Aujourd’hui, l’écosystème Pyratzlabs c’est 30 participations, 5 filiales, des dizaines de millions d’euros levés et de revenus générés et plus de 200 personnes en comptant toutes les structures. Le tout sur 1000 m2 à Levallois-Perret.
J’ai recruté moi-même la moitié des 220 personnes qui sont aujourd’hui dans Pyratz. Et même en passant par des cabinets de chasse spécialisés, je ne retenais pas un quart des candidats qu’ils me présentaient. Soit, ils manquaient d’humilité niveau salarial, soit ils n’avaient pas les compétences. Et, entre nous, il m’est arrivé d’avoir la synthèse des deux en face de moi. Il fallait absolument créer un vivier pour nourrir notre écosystème. Cela faisait sens d’avoir une école de la blockchain qui ne soit pas non plus à 100 % technique afin de présenter des profils qui puissent s’adapter au monde de l’entreprise. Dans l’idéal nous pourrions monter la Blockchain Business School à la manière d’une business school, c’est à dire rendre le cursus très orienté industrie.

Vous êtes aussi à l’origine de Metacircle qui est un think tank dédié au metavers. C’est votre prochaine étape ? Porter des projets pour changer les choses sur un plan plus institutionnel ?

L’idée de Metacircle était de créer un point de rencontre et d’échange pour donner plus de sens à ce que nous faisons. Metacircle que je co-préside depuis juin 2022 avec Philippe Rodriguez, Managing Partner d’Avolta (banque d’affaires spécialisée dans la tech) se décline sur trois points. Le premier c’est la transparence. Tout le monde se présente afin de nourrir les connaissances dans les services. Nous sommes aussi dans l’échange : c’est un club d’affaires où nous échangeons les bons plans. Puis, nous sommes pourvoyeurs de solutions : nous travaillons sur les sujets bloquants à mettre en exergue. Monter ce réseau me tenait à cœur parce qu’il est européen avant d’être francais.
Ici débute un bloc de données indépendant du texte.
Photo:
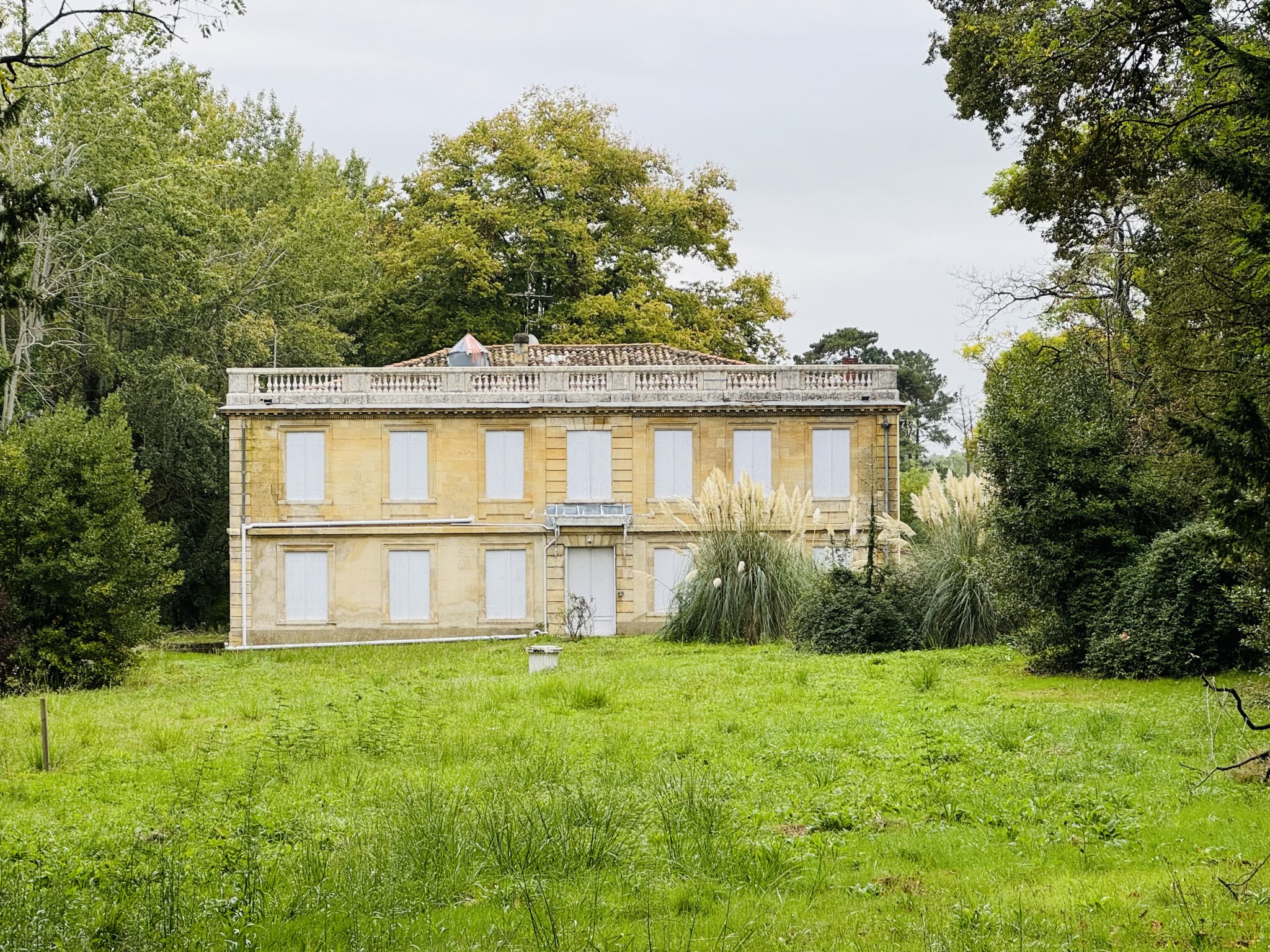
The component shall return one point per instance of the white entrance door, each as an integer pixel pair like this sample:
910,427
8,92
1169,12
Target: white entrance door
590,574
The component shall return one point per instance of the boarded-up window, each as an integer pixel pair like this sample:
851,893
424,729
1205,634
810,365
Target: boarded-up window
505,465
831,464
670,568
409,586
306,467
591,465
672,464
752,455
306,587
505,583
408,465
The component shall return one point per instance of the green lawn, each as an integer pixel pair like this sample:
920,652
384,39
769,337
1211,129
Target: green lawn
644,796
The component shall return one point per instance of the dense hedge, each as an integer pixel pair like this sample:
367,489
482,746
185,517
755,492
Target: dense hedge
843,614
1171,615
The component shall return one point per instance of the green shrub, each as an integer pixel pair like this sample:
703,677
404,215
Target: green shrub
84,571
1077,488
845,615
748,565
1173,614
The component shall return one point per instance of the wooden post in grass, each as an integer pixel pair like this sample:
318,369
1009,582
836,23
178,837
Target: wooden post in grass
43,730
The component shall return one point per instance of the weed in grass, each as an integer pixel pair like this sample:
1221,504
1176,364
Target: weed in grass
587,697
249,708
166,738
1011,731
926,676
35,758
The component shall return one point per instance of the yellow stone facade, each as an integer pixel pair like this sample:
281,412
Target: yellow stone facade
357,526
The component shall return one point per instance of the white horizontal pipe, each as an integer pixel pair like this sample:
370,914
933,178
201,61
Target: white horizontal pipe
386,641
346,523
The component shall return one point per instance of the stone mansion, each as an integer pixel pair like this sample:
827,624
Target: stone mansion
465,493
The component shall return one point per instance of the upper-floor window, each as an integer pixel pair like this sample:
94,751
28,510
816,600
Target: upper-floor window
505,464
306,594
408,465
306,466
831,464
672,464
590,466
752,455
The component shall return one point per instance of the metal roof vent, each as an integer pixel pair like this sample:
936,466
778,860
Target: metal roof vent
468,352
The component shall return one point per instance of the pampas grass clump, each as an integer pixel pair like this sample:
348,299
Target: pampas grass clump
949,562
750,569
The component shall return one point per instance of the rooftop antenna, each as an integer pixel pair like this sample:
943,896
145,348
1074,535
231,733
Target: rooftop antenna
534,301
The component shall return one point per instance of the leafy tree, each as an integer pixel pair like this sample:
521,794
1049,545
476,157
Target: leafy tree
1171,614
86,570
920,382
842,345
215,239
1078,488
1145,128
546,218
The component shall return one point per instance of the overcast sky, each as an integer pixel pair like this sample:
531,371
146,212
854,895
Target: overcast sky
855,183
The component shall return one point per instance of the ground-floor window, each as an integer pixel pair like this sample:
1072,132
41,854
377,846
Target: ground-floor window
409,586
670,568
306,587
505,583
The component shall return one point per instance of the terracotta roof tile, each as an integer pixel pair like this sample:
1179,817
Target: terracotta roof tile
585,356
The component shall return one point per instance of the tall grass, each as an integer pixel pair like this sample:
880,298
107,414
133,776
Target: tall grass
950,563
750,568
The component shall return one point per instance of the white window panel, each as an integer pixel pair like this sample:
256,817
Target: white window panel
505,583
408,465
505,465
752,454
670,568
831,464
306,587
672,464
409,586
306,467
590,466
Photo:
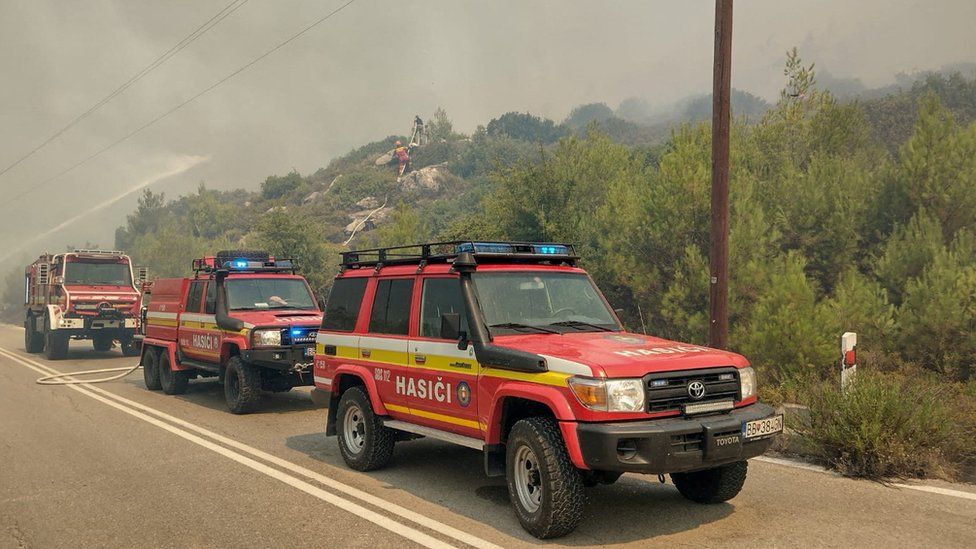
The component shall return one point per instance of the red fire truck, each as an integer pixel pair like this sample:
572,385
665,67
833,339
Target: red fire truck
244,317
84,294
510,349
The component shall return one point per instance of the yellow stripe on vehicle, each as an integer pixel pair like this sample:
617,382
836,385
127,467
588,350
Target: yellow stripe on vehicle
441,363
435,416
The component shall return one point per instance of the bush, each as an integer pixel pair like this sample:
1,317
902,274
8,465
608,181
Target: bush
887,426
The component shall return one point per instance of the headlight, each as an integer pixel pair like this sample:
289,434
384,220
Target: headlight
609,395
747,382
266,338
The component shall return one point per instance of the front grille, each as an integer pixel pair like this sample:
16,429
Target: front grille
298,335
668,391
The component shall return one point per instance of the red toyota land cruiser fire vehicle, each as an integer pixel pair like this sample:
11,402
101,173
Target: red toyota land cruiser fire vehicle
244,317
510,348
84,294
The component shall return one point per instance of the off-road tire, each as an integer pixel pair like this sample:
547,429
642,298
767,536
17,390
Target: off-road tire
33,341
563,497
379,440
171,382
712,485
55,343
242,386
130,347
150,369
102,344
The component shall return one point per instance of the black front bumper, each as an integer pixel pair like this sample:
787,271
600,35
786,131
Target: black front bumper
672,445
290,359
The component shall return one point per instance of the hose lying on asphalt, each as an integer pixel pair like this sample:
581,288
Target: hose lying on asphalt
55,379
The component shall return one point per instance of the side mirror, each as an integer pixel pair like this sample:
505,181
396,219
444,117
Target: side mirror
450,326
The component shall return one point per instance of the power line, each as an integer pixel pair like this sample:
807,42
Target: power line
206,90
190,38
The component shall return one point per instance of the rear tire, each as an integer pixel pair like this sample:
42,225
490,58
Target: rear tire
55,343
131,347
102,344
242,386
171,382
364,442
712,485
545,488
150,369
33,341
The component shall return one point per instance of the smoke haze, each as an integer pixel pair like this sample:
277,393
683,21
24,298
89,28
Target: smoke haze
363,74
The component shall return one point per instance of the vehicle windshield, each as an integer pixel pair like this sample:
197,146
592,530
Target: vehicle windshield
542,302
268,293
101,273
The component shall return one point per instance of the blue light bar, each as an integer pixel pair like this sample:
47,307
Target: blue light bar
551,250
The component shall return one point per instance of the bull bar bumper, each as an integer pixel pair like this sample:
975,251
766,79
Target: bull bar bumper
281,358
672,445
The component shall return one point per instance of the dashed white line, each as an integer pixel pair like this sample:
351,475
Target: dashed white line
133,408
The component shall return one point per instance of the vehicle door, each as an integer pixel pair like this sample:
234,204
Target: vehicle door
383,349
444,395
198,339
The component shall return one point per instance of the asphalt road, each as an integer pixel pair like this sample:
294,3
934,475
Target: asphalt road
115,465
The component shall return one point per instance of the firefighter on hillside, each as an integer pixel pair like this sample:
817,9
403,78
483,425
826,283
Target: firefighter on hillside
402,156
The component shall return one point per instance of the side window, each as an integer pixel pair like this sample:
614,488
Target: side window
440,295
210,302
196,296
391,307
342,310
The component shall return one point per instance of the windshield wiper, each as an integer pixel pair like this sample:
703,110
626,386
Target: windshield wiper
523,327
580,324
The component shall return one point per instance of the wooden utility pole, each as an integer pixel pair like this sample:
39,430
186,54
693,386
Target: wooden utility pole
718,297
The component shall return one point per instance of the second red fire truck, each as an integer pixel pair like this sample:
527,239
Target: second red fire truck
244,317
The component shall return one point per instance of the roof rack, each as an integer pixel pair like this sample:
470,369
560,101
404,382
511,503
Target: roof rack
98,252
444,252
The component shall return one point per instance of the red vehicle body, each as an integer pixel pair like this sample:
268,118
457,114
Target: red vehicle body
84,294
243,317
455,367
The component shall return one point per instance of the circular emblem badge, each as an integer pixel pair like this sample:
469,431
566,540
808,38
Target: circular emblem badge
464,394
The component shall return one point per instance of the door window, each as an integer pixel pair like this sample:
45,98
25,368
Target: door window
440,296
391,307
196,296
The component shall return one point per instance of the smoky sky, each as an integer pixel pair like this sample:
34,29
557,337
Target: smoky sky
363,74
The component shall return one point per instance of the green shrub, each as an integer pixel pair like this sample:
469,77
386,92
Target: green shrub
886,426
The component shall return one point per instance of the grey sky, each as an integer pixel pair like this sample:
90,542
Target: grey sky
363,75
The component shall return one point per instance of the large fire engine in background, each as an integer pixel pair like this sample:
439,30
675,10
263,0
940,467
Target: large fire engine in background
84,294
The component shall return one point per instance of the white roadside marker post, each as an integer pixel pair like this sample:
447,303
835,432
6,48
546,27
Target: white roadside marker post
848,359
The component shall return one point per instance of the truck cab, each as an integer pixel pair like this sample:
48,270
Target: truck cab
244,317
84,294
510,349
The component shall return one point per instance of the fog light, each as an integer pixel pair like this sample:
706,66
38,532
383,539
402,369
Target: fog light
627,449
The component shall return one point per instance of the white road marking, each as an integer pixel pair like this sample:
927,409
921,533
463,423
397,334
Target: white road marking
412,534
916,487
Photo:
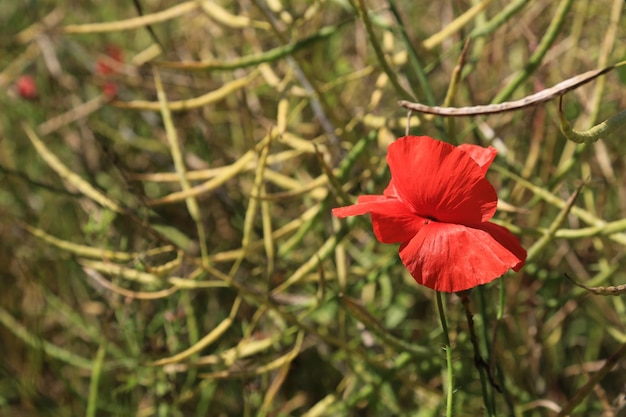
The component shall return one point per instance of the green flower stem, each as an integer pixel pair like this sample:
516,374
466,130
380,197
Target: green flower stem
359,6
448,348
535,60
481,365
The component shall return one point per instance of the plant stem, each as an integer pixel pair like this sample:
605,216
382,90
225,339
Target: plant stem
448,348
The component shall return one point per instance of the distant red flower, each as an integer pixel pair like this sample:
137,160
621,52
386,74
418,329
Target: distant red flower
438,205
27,87
109,89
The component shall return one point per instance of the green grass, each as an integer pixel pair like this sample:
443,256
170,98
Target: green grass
172,252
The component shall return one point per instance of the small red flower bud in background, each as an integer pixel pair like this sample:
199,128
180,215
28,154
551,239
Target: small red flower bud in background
109,89
106,68
27,87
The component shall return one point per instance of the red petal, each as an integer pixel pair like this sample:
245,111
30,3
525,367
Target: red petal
439,181
483,156
392,221
451,257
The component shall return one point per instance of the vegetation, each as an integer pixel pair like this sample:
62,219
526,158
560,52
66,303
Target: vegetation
167,174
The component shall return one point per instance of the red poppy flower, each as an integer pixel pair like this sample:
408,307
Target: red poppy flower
438,205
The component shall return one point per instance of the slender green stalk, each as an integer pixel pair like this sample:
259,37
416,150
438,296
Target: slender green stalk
92,401
359,5
448,348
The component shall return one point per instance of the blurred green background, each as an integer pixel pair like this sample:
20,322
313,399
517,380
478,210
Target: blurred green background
166,180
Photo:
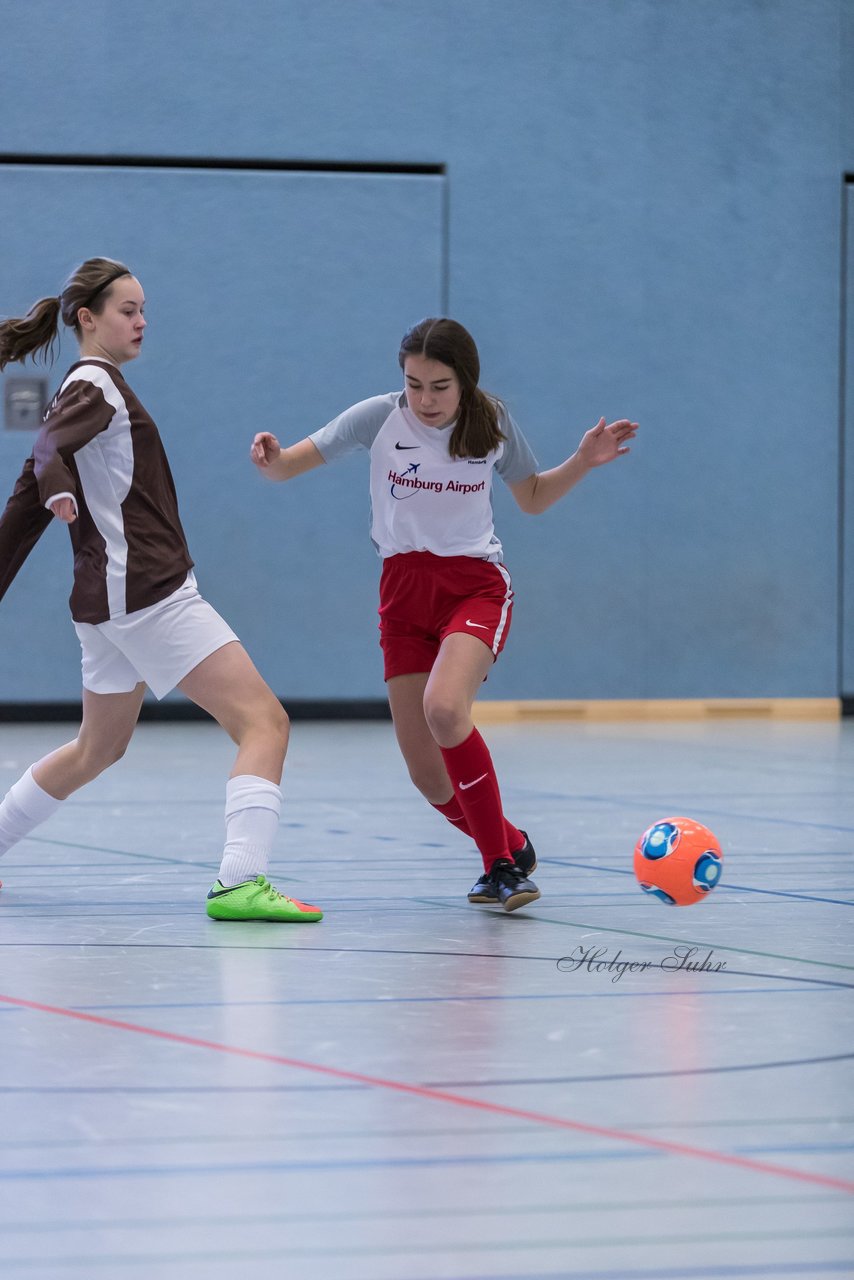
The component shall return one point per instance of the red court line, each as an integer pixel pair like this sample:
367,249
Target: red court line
671,1148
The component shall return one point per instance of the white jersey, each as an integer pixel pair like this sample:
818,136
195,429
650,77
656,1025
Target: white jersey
421,498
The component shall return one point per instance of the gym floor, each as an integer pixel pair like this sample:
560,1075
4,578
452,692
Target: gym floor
418,1088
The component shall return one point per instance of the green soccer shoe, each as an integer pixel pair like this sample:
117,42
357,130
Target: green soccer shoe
257,900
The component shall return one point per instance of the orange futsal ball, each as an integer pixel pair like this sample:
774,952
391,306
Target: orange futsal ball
679,862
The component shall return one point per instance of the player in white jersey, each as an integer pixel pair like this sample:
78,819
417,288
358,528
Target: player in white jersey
99,466
446,598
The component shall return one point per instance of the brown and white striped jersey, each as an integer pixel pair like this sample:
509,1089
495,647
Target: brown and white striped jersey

Je voulais un endroit pour les entrepreneurs du WEB3 pour qu’ils puissent continuer à échanger en toute transparence dans un spectre plus étendu.

Pourquoi avoir choisi le nom Pyratz, évoquant la piraterie ? Dont, bien entendu, vous êtes le capitaine (sourires) ?

La piraterie ? Je trouve que c’est un bon parallèle avec l’écosystème WEB3 qui est très libertarien, dans l’entraide, la débrouille, la redistribution de richesse. Un pirate, c’est un homme qui prend la mer. Ce qui est aussi une jolie image de ce qu’est l’entreprenariat. Mais attention : dans le WEB3, l’image de la piraterie vient surtout de l’univers manga. Nous souhaitons chahuter le système en place dans un esprit bienveillant. Nous sommes plus proches de l’esprit d’Albator et de One Piece que de celui de l’âge d’or de la piraterie.
Eh oui, je suis le capitaine (sourires).

Pourquoi autant de projets en parallèle ? Après quoi courez-vous monsieur El Alamy ? (Rires)

La simple reconnaissance d’avoir humblement contribué à mon niveau (Rires) ? Plus serieusement, Je suis animé par l’envie de créer, de servir et de contribuer. Moi, je ne rêve pas d’aller dans l’espace mais disons qu’en toute modestie, j’aimerais faire bouger les choses. Je me vois un peu comme un fermier qui plante des graines. Certaines poussent et d’autres pas, mais le travail et la passion sont là. La métaphore est peut-être un peu décalée quand on parle de WEB3 mais cela évoque aussi la partie culturelle qui me tient à cœur tout comme ma volonté de protéger l’environnement et notre future commun.
De manière générale, l’écosystème Web3 a besoin de tout cela. Il faut que les « use cases » se démultiplient et deviennent visibles dans le quotidien. Je ne fais que chercher des solutions à ce besoin. avoriser l’intrapreneuriat chez les corporates est aussi une piste.
Sur la trentaine de sociétés que nous accompagnons aujourd’hui, j’essaye d’être présent un maximum. Avec cette activité de VC as a Service, je souhaite envoyer les bons signaux au marché même en plein bear market.